Catholic Charities Case Manager Janelle Addie confirmed that La Posada’s residents often seem surprised – “shellshocked,” as she put it – to find themselves among the homeless.
“That’s not typically how people see themselves. Nobody thinks, ‘I want to be homeless when I grow up.’ But it can happen – and does these days, to more people than we’d ever like to think.”
Evanbay, holding a squirming and beautiful five-month-old baby girl in his lap, talked about how a man feels when he’s not able to provide for his family.
“It’s a difficult thing – emotionally. But here, they don’t let you hang around feeling down,” he said. “They help you take definite steps so you’re able to get a plan to do what you need to do to survive.
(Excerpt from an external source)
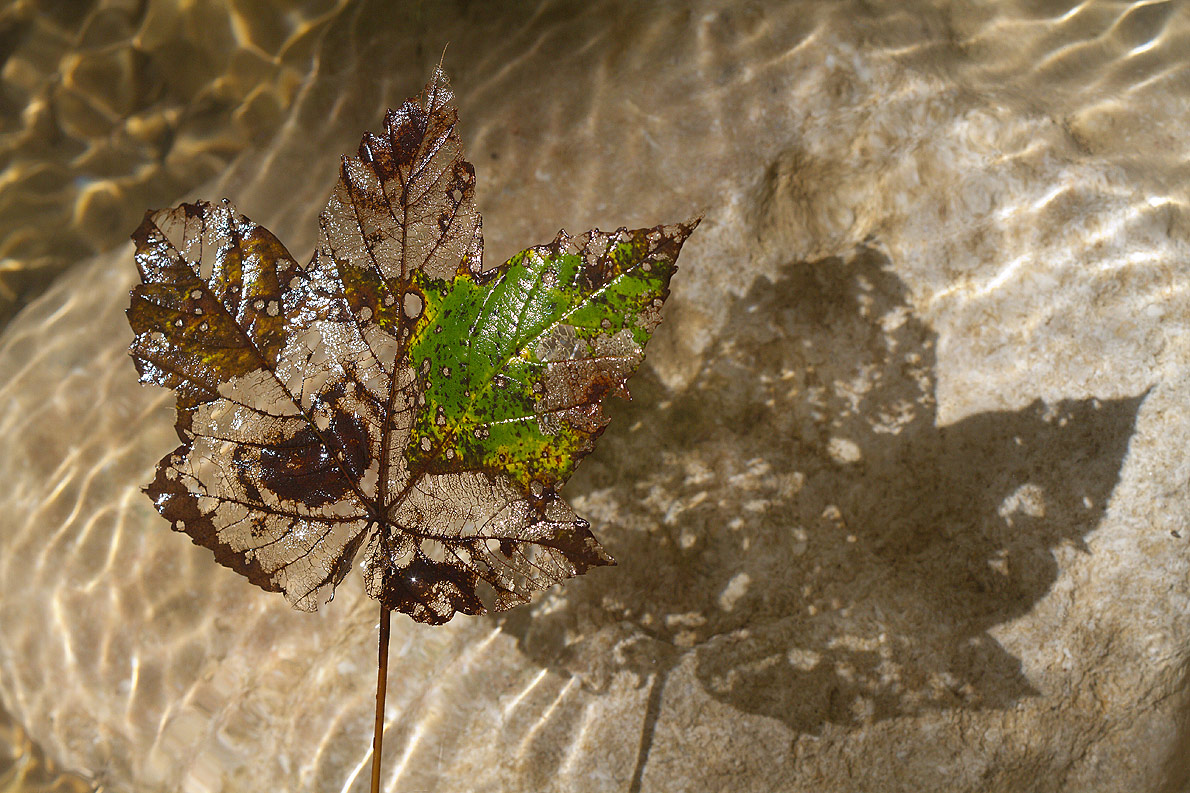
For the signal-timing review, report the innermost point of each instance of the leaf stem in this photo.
(381, 687)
That way you’re able to stay together as a family, and that’s what it’s all about,” he said.
“This place means peace of mind for me,” said Amanda. “I was homeless for a while. Being here means I have a place to lie down every night, which is a big burden off me.”
When asked what kind of additional help they receive from La Posada – apart from shelter and meals – Missie jumped in.
“They don’t let you get down in the dumps,” she said. “They help you do for yourself – get some schooling, find a job, save up rent, look for an apartment. They want you to get out into the community and provide for yourself. This place is such a blessing. When I needed it most, when I had nobody left in the world, you guys took me in and helped. And I will never, ever forget it.”